We know from the shape of cubics that the function will take on all real values, and so (a) is untrue.

Useful fact: every cubic equation with real coefficients has at least one real root.

- If \(n\) is even, then the equation has a real solution \(x\) for any given value of \(k\).

If \(n\) is even, then the leading term of the function will be a positive even power of \(x\), such as a quadratic (\(n=2\)) or a quartic (\(n=4\)) function.

We know from the shape of these functions that they have a finite minimum value.

Thus the equation will not have a solution for sufficiently negative values of \(k\).

Hence (b) is untrue.

- The equation never has a repeated solution \(x\) for any given values of \(k\) and \(n\).

If we set \(n=2\), we have \((x-1)(x-2) = k\), i.e. \(x^2 - 3x + (2-k)=0\). Completing the square gives \[\left(x-\frac{3}{2}\right)^2 -\left(\frac{1}{4} + k\right) = 0,\] so if we set \(k = -\dfrac{1}{4}\), then the equation has a repeated root at \(x = \dfrac{3}{2}\).

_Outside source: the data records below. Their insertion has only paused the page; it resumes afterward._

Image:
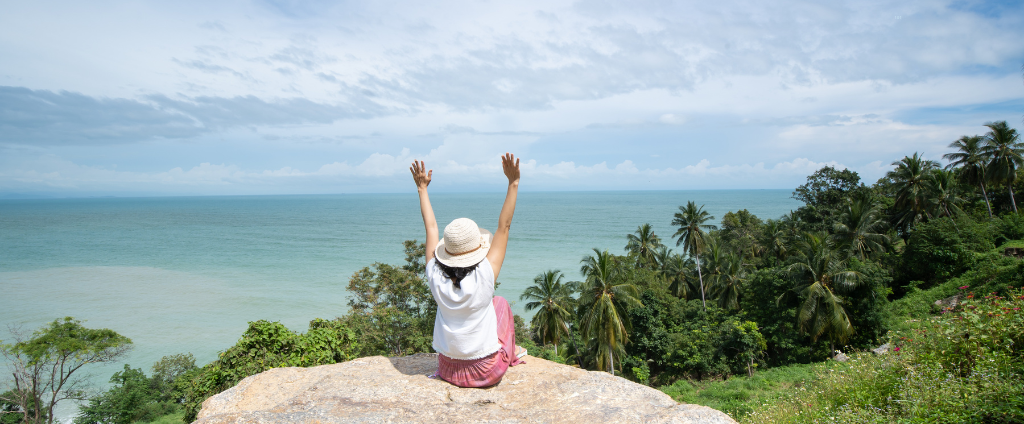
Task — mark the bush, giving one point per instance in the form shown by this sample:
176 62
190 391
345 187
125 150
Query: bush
263 346
940 249
739 395
965 366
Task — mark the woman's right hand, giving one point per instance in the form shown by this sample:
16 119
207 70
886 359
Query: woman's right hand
420 174
510 165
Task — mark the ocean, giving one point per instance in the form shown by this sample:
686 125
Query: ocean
185 274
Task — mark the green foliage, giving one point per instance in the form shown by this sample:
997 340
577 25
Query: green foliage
741 231
603 303
963 367
166 371
823 196
554 303
46 366
1010 227
942 249
266 345
740 395
131 398
393 309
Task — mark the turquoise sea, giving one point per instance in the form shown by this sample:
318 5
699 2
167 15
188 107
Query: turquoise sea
185 274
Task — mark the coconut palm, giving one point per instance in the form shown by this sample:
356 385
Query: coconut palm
554 303
971 163
643 244
776 239
945 195
860 228
604 302
910 178
818 270
1006 155
677 271
691 236
731 274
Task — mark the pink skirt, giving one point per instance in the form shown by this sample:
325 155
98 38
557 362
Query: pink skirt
486 371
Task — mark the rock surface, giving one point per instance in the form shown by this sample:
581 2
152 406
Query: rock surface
397 389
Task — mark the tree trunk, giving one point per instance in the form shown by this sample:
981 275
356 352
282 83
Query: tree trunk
700 278
1011 185
985 195
611 362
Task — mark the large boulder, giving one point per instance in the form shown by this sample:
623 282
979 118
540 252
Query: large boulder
396 389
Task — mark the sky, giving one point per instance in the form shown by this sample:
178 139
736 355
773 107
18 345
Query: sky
281 96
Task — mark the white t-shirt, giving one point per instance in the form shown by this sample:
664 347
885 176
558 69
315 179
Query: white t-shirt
466 327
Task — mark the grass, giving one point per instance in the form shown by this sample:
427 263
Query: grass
739 395
175 418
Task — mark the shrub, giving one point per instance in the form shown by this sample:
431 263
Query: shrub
965 366
263 346
941 249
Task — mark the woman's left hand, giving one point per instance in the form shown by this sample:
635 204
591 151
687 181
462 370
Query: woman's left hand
420 174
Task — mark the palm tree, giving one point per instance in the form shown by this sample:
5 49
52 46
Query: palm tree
1006 154
554 303
604 301
643 244
776 239
971 163
690 220
910 177
677 271
945 195
859 228
728 281
818 270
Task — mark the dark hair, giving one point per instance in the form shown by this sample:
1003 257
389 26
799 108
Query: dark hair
456 273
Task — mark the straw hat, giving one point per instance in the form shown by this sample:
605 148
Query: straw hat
464 244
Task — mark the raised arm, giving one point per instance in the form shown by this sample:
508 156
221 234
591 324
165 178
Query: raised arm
510 165
422 177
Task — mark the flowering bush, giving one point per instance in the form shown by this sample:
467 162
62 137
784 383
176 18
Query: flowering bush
965 366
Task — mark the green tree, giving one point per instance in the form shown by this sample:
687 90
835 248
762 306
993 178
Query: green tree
945 197
125 403
910 179
818 271
394 308
167 371
690 220
823 195
643 244
678 272
46 367
775 239
860 229
1004 150
554 303
604 301
970 161
728 282
741 231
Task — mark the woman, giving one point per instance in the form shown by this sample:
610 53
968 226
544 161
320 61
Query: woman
474 333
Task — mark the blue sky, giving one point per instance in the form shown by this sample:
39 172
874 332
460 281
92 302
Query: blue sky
249 97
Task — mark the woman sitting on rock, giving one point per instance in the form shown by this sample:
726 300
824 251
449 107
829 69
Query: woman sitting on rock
474 333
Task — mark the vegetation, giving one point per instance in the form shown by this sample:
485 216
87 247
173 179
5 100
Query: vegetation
735 318
46 367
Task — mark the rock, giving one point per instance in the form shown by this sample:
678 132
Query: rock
397 389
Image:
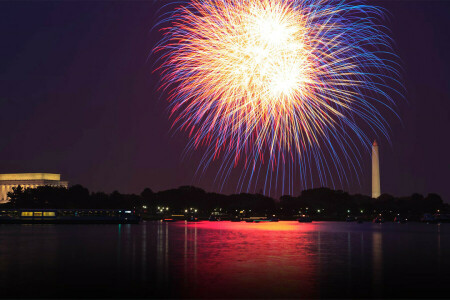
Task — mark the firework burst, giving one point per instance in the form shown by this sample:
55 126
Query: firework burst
279 87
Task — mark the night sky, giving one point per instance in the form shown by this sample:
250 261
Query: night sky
78 97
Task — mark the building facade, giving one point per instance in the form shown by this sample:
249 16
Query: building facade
28 180
376 190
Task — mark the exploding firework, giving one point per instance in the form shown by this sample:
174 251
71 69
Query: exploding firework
279 87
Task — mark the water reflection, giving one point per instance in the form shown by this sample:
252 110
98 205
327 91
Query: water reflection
225 259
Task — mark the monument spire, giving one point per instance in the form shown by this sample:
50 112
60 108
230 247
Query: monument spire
376 191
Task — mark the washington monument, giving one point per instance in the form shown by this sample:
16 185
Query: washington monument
375 171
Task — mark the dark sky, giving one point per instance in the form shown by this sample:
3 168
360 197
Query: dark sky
77 97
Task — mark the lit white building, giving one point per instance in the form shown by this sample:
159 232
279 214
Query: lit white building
28 180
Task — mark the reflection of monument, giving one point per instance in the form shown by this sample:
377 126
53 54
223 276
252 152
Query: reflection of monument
376 191
27 180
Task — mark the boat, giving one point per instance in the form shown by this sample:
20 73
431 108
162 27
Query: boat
213 218
304 219
401 220
378 220
68 216
169 220
192 219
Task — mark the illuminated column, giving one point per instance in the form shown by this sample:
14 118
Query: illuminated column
376 191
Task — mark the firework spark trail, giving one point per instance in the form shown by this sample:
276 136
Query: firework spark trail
278 83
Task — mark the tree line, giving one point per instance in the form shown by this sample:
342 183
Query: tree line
320 202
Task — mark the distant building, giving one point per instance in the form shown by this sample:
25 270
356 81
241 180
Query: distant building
376 190
28 180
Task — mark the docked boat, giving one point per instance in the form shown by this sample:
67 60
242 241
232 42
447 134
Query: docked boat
400 219
213 218
192 219
68 216
378 220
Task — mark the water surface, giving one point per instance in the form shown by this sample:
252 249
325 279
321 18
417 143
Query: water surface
225 259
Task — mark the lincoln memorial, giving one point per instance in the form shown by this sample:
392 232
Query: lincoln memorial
28 180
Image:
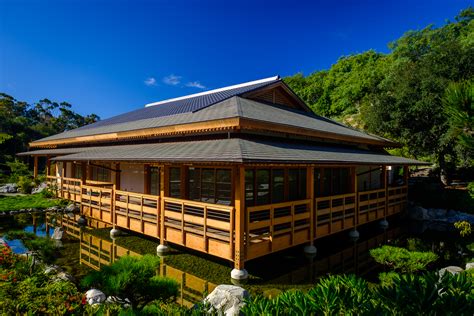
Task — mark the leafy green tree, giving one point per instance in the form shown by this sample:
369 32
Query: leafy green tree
403 95
133 278
21 123
403 260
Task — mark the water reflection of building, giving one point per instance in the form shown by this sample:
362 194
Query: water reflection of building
95 252
355 259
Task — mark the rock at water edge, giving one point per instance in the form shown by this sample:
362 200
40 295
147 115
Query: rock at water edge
94 296
227 299
451 269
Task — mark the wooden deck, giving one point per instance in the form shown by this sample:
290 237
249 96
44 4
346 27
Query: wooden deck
211 228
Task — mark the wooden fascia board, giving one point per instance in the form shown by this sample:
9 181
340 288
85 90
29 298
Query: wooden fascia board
188 128
250 124
287 90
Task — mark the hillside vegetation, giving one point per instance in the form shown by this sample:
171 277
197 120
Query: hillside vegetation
420 94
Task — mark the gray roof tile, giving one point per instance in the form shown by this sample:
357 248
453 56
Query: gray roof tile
237 151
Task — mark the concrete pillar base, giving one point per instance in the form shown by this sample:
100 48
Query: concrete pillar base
354 234
383 223
310 250
114 232
82 221
162 249
237 274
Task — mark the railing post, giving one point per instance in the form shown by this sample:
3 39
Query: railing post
163 192
385 180
239 203
312 210
35 167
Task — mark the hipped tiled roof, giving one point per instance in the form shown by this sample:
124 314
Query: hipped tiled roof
234 107
236 150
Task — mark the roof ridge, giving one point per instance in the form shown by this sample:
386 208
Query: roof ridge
240 85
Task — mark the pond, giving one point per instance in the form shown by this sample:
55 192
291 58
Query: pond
84 249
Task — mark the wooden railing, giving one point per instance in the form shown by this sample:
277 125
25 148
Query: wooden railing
201 226
97 203
396 199
371 205
278 226
137 212
334 213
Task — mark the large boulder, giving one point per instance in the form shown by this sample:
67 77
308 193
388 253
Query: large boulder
9 188
72 208
40 188
57 234
418 213
226 299
94 296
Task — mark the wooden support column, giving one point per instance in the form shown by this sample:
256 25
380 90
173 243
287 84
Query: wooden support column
117 175
48 166
356 191
164 191
310 195
405 174
35 167
146 178
385 185
84 172
239 204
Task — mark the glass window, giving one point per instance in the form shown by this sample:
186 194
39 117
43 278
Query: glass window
293 184
278 185
263 186
194 184
317 182
175 182
249 187
100 173
224 186
302 192
154 180
77 171
208 182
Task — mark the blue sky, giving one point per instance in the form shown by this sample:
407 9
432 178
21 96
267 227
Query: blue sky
109 57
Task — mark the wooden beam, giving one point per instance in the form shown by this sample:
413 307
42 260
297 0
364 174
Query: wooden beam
35 167
310 195
239 203
179 129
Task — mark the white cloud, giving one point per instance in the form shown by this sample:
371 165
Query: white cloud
195 84
150 82
172 80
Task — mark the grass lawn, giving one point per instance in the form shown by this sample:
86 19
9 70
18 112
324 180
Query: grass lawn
18 202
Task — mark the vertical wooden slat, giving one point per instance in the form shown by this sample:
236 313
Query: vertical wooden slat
310 195
164 191
35 167
239 204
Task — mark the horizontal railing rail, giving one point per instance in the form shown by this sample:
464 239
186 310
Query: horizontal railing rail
273 227
202 226
137 212
334 213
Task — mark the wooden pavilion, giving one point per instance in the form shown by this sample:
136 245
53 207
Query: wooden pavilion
237 172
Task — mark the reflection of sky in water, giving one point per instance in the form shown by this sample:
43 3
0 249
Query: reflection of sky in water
17 245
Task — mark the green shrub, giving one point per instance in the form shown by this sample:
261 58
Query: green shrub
386 278
427 294
18 169
45 248
25 184
401 259
464 228
133 278
470 189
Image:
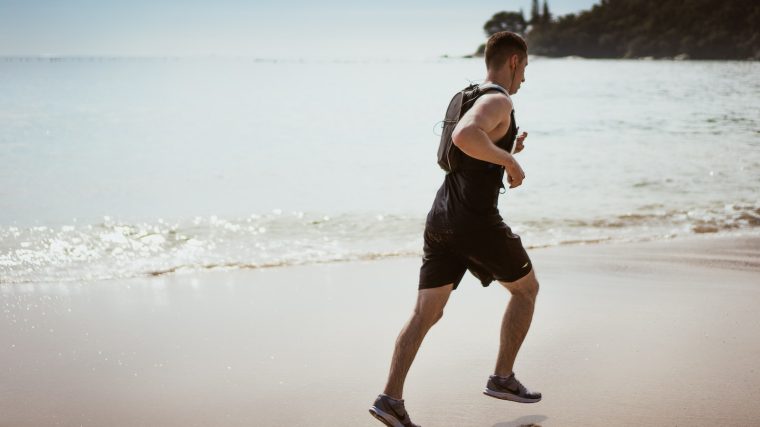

Another way of thinking about this is that when \(n=2\), the graph \(y=(x-1)(x-2)\) is a parabola, so it has a minimum point.

When \(y=k\) touches the graph at this minimum point, there will be a repeated root, and so this curve is a counter-example to (d).

Hence (d) is untrue, and by process of elimination, the answer is (c).

We can also show that (c) is true directly.

- If \(k \ge 0\) then the equation has (at least) one real solution \(x\).

If we let \[f(x) = (x-1)(x-2)(x-3) \times \cdots \times (x-n)\] then \(f(n) = 0\).

If we then increase \(x\) from \(n\), \(f(x)\) also increases from \(0\), since every term in the product is positive and increasing.

Hence \(f(x)\) will take every positive real value for \(x>n\), and so the equation will have some solution for every \(k\ge0\), so (c) is true.

This is also clear from the shape of the graphs of \(y=f(x)\).